Thursday 18 January 2024

Review by Sue Mackrell of "Love Leans over the Table" by Rosie Jackson



True to its title, this collection of poems is about love. But not the Hallmark card kind, this is the love of mothers separated from their children, the pain of loss, the anguish of an anchorite: "Love is not the right word. Love is too cushiony / for a woman who sleeps on stone, kneels on stone, / prays with the steadfastness of granite." But there is tenderness, transcendence, "let’s call it light."

Rosie Jackson is kind to her young self, reading Nietzsche, "striding over black oak sleepers thinking of trains that carried kids from our pit village." "Be good sweet maid and let who will be clever," her father "urged" her in his copperplate writing. The same words, written by Charles Kingsley for his daughter, were inscribed in my own autograph book by a primary school teacher. They were very different times, and self-reflection is a theme which runs deep through this collection, the shot-gun wedding where her father "sobbed like a widow," a woman who "looked / like Jean Shrimpton." "In another generation, we’d be together." She has compassion for herself; despite everything, "It astonishes you so much of your life has worked."

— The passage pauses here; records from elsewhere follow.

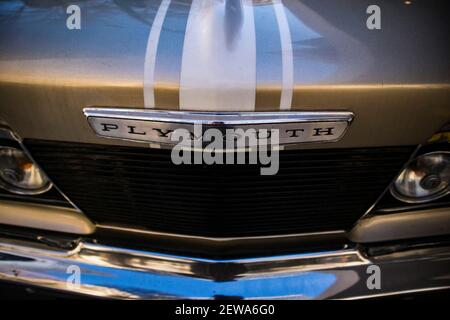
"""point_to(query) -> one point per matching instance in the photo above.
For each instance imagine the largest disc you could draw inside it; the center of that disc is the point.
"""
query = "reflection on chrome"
(131, 274)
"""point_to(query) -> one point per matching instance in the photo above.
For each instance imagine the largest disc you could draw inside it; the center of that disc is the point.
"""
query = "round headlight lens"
(19, 174)
(425, 179)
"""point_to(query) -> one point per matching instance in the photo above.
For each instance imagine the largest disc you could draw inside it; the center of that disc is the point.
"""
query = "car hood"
(225, 55)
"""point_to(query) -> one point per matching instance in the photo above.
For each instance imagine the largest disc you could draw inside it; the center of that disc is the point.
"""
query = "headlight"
(425, 179)
(19, 174)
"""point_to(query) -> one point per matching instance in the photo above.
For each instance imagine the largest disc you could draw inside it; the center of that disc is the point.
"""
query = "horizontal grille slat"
(314, 190)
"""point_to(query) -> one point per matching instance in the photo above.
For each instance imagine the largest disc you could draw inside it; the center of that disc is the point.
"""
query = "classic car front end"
(93, 203)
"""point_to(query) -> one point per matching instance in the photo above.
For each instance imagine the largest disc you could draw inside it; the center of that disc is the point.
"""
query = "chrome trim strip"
(219, 118)
(156, 126)
(404, 225)
(131, 274)
(45, 217)
(211, 239)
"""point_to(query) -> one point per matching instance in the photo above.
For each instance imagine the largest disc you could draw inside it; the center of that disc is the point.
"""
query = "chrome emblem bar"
(156, 126)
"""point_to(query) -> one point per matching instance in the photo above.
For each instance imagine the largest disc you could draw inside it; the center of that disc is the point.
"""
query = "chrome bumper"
(131, 274)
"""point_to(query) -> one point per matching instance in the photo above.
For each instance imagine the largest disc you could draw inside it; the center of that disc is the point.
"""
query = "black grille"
(314, 190)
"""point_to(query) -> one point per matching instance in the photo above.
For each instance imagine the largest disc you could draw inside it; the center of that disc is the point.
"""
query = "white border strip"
(150, 54)
(286, 57)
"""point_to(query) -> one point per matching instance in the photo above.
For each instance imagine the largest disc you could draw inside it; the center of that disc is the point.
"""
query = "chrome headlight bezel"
(34, 172)
(417, 183)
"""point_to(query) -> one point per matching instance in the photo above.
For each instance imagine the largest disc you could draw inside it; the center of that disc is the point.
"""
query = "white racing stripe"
(286, 56)
(150, 54)
(218, 70)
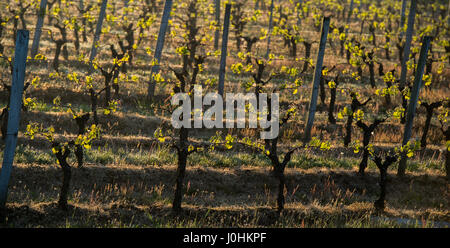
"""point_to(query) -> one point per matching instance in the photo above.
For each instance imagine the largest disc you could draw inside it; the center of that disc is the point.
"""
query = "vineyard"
(359, 89)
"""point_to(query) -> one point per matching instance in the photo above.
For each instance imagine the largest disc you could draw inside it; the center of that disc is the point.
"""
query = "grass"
(128, 179)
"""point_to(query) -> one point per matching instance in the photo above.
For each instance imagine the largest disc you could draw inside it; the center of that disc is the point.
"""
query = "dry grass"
(129, 178)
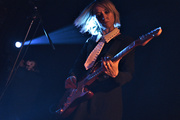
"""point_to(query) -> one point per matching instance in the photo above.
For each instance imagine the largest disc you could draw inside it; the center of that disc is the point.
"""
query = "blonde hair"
(89, 23)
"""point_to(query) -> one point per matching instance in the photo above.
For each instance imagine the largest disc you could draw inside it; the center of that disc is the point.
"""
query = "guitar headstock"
(144, 39)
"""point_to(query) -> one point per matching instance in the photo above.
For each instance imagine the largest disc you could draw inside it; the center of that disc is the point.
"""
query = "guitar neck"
(124, 52)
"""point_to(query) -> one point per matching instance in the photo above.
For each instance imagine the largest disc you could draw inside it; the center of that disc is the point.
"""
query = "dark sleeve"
(78, 68)
(126, 67)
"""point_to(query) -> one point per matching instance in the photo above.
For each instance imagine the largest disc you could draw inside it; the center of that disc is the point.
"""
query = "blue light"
(66, 35)
(18, 44)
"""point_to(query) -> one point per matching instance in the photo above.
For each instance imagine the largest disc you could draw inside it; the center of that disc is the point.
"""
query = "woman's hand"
(70, 82)
(110, 68)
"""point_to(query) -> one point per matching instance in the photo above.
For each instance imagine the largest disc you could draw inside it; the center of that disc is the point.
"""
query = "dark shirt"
(106, 104)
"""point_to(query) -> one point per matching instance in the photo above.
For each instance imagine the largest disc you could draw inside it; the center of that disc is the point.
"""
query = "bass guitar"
(73, 97)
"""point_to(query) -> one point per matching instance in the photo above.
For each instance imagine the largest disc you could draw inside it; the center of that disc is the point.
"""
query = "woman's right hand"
(71, 82)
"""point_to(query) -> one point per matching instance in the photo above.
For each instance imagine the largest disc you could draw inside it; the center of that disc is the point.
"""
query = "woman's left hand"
(110, 68)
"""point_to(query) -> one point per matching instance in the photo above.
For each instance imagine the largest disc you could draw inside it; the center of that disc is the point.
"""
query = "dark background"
(153, 94)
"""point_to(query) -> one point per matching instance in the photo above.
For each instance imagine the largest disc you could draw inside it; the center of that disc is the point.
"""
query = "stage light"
(18, 44)
(66, 35)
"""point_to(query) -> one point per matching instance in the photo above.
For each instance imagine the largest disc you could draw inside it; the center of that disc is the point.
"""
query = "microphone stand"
(13, 70)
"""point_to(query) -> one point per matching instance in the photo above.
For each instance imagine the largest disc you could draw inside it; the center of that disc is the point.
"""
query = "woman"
(101, 20)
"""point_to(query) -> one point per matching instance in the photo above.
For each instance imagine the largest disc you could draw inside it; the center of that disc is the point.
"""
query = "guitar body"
(73, 97)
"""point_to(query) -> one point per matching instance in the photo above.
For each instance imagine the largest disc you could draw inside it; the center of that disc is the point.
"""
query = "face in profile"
(105, 17)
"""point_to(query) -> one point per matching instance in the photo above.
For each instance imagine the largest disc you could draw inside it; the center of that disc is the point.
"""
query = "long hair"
(87, 20)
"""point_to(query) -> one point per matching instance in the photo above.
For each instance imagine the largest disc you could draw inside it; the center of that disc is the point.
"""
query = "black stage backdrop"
(153, 94)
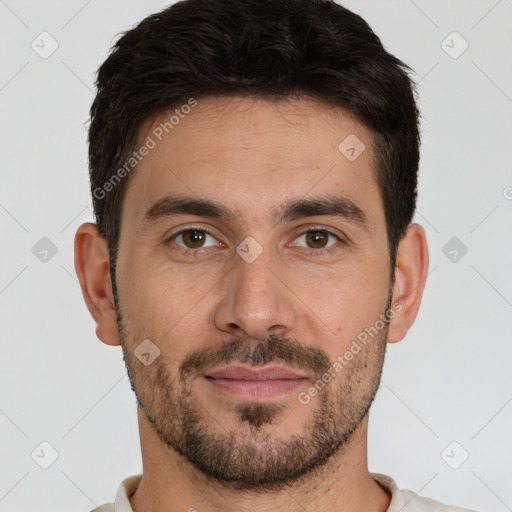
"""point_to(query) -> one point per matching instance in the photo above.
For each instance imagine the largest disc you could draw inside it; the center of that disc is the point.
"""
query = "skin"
(252, 156)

In "The Night I Grew Old," she recalls how she knew, somehow, "a new life had arrived inside me, / its invisible heft so huge…" "By the time / dawn bleached that shabby room, the child I was / had already started to turn into that woman on the wall – The Lady of Shalott – her pre-Raphaelite hair trailing / into a boat which would carry her downstream, / her luscious mouth a terror of uprootedness."

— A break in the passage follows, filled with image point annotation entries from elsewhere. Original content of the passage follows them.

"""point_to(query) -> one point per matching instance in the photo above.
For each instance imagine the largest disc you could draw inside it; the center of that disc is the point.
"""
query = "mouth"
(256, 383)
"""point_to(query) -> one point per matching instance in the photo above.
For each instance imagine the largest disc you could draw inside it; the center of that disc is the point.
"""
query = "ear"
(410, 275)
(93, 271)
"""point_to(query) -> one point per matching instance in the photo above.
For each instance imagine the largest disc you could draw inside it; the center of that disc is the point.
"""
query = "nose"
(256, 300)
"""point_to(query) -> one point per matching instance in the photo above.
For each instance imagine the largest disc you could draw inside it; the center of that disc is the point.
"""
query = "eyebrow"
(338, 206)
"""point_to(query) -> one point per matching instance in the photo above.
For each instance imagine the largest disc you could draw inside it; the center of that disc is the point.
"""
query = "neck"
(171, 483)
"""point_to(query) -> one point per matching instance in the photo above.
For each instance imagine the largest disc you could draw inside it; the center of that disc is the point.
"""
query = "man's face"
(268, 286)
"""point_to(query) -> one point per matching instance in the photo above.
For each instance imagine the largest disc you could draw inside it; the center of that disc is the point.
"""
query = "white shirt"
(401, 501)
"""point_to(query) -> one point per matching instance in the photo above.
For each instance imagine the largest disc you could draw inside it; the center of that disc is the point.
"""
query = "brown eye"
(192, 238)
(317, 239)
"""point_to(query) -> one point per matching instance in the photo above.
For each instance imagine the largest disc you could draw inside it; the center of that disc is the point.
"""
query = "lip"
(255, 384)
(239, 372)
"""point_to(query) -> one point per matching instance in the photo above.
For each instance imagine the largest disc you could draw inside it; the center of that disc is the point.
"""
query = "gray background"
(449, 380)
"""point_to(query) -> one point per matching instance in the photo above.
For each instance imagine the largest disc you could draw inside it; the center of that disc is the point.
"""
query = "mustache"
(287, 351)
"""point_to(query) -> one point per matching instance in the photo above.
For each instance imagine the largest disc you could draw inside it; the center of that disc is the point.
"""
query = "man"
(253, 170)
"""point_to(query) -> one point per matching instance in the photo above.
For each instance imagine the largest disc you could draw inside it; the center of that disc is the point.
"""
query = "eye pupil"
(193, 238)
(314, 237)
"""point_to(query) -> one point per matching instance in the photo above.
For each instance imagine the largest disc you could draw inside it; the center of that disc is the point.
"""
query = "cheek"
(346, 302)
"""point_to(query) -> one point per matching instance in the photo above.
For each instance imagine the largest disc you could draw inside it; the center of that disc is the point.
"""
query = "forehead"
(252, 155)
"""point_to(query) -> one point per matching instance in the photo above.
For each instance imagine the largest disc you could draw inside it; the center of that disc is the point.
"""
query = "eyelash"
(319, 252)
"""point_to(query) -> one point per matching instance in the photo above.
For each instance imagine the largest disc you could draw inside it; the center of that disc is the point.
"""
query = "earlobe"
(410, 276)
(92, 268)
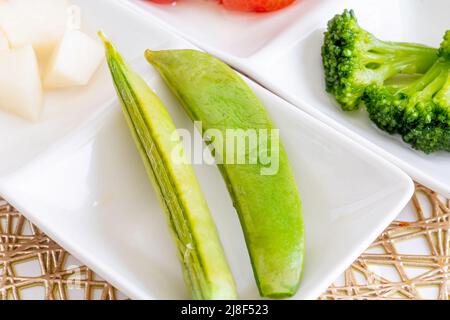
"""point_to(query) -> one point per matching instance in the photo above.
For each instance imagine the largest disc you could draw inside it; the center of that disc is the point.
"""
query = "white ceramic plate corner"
(86, 188)
(281, 51)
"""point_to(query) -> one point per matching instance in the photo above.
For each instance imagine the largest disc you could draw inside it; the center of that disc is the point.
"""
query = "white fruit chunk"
(4, 42)
(40, 23)
(20, 83)
(74, 61)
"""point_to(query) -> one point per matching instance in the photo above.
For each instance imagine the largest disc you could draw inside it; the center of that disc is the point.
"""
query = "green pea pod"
(268, 205)
(205, 268)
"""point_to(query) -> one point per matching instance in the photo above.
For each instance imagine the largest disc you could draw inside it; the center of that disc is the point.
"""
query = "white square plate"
(78, 177)
(281, 51)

The ekphrastic nature of many of these poems offers new perspectives on personal experience. In "Don’t Think these Doors will ever close, after Maternity by Dorothea Tanning" she writes "Loss of sleep has slipped you onto sand," but "You’re shocked by your heart / and its unspeakable love, love that stretches a heart beyond its limits." And then there is the visceral rawness of separation, the unanswerable question, "if / it would have been better not to give him life / so scratched and badly started. Better to have / sent him back before his cells rooted too deeply, / back to that pre-formed unsuffering place of stars."

Acutely sensitive to other stories of loss, in "Blue" Rosie Jackson describes her shock of recognition when she learns that "Little Green" is about Joni Mitchell’s child given up for adoption, "Now my loss sits in the next chair." She writes of Frigga, the Norse goddess mourning Balder, "what mother would not grieve for her lost child?" And she writes of mothers who lost daughters who became anchorites, dead to the world.

Her empathy reaches across time. She understands the ravages fourteen births must have taken on Margery Kempe’s mind and body, "And if she sobs before / Julian of Norwich it’s because she feels herself believed." She writes of violence - historical, "Is not the Bible full of women’s bruises?" - and contemporary, Nasrin Sotoudeh flogged for "A Piece of Cloth," "the Quran wedged beneath his armpit." 

There are poems of darkness, enclosure, "One Little Room, An Every Where," and the longing for light, for colour. Rosie Jackson writes of a physical and emotional response to the power of art, "The Hunger of Colour," where "paint spills beyond the frame / in sheer exuberance / so I want my life / to eat my death / like Harmony in Red by Matisse."   

She charts life changes through paintings; of Bosch’s Garden of Earthly Delights she writes "I lived here once," "And here’s my mother, half horse, half hollow / egg," "But now I go in search of El Greco’s lengthened bodies straining - / like Christ in that other garden – between this world and the next." Her poems are peopled with poets, artists, spiritual leaders, anchorites, Muslim saints and Sufi mystics. Their voices are heard in blank verse, couplets and tercets, the fragmented expression of trauma and the solid block of "Imaginary Prisons." There is metamorphosis and the metaphysical, medieval texts and "unfathomable language."  

Many poems occupy liminal space, like St Bede, "half here half not, caught / in this blue land between dust and light." There is "The pleasure and power of speaking other" of "Trying to write beyond words." And there is "The shock of mortality [which] changes things." "So now, this first spring without you, the earth struck by war again, / I’m learning to hear the beauty of stitchwort, / kindness, birdsong." 

Rosie Jackson writes of a beloved tutor and friend, cruelly lost to a stroke, "She described this world as a palimpsest, layer upon layer / of meaning waiting to be peeled away." The same can  be said of this wonderful collection of poems.


About the reviewer
Sue Mackrell has an MA in Creative Writing from Loughborough University and lectured in Creative writing there. Now retired from teaching and facilitating workshops, her work has been published in a range of English and Welsh print anthologies, and online, including in several editions of Agenda, Ekphrastic Review, Whirlagust, Bloody Amazing, The Dawntreader and Prole. In summer 2023 she won the Archaeology Festival Haiku competition – they were the most lucrative 17 syllables of her writing career!